Valley of love

valleyValley of love relève un peu de l’exercice de style. 35 ans après Loulou de Maurice Pialat, Guillaume Nicloux décide de réunir à l’écran le couple mythique composé par Isabelle Huppert et Gérard Depardieu. Comme l’exercice de style peut tenir sur un concept, il s’agit ici de leur donner rendez-vous au cœur de la fameuse Vallée de la Mort, dans le désert californien. Un rendez-vous fixé par leur fils, mort. L’occasion de convoquer les fantômes du passé et de voir comment ces deux monstres sacrés du cinéma français vont s’approprier le projet. Le décor, riche en symboles, rappelle immanquablement le chef d’œuvre d’Antonioni, Zabriskie Point, mais on se souvient de l’entreprise ratée d’autres réalisateurs ambitieux venus se frotter aux forces telluriques de ces pierres chauffées à blanc par un soleil de l’enfer, comme Bruno Dumont et son 29 Palms.

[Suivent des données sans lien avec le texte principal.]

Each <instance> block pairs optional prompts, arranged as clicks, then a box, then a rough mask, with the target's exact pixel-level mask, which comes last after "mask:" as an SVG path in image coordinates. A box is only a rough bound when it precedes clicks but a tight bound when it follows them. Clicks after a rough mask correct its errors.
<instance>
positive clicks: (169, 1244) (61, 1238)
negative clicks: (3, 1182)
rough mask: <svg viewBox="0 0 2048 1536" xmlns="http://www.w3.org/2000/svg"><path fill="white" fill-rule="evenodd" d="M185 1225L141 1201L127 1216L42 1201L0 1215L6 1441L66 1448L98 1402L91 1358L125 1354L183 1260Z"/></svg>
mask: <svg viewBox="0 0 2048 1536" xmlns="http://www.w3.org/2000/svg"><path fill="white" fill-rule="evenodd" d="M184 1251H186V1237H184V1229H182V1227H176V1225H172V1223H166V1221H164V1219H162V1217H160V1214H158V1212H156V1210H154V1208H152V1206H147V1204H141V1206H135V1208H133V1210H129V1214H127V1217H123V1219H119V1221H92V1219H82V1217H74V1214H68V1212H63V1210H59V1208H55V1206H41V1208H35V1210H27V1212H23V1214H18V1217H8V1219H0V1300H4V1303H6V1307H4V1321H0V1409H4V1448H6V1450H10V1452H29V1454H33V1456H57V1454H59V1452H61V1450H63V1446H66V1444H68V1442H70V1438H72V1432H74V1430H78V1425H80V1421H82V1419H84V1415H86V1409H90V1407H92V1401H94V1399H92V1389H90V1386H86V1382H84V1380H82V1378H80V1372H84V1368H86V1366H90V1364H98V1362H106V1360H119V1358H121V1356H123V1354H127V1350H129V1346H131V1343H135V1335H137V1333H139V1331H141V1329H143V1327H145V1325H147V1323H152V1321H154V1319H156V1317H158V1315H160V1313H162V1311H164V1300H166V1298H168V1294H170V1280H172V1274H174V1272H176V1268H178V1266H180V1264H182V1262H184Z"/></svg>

A partir de ce rendez-vous intrigant fixé par un mort, Valley of love questionne l’amour, le deuil et les illusions, le long d’un parcours cathartique dont on devine l’issue. L’enjeu ne réside pas dans le fait de savoir si au bout du jeu de piste imaginé par le fantôme du fils, les parents retrouveront l’être disparu, mais plutôt s’ils se retrouveront eux-mêmes. Taillé sur mesure pour deux icônes du cinéma, le film laisse le champ libre à son duo d’acteurs, qui s’en donnent à cœur joie, portant le film sur leurs épaules, occupant l’espace, déployant leur complicité mélancolique dans des dialogues introspectifs auxquels ils prêtent leur immense talent. Si on met de côté l’enjeu scénaristique quelque peu niais, le film vaut bien entendu pour la performance du couple, quasiment dans son propre rôle, naturel au possible, touchant, crédible. Quasi documentaire dans le côté anecdotique de certaines répliques, aussi banales qu’authentiques, le film montre un Depardieu fatigué et sensible, loin des frasques dont se repaissent les médias. Face à lui, la fragilité d’Huppert trouve un équilibre dans la libération de son corps perdu dans l’espace vide du désert.

Si le duo d’acteurs au sommet de leur art parvient à tenir le film à bout de bras, il manque cependant l’émotion qui aurait dû ou pu baigner cette errance réflexive. Le film ne repose finalement que sur la performance d’acteurs, et ne réussit jamais à exploiter le dispositif qu’il s’est fixé. De l’espace saturé de chaleur au minimalisme de la mise en scène, le film reste au stade du concept. Dommage.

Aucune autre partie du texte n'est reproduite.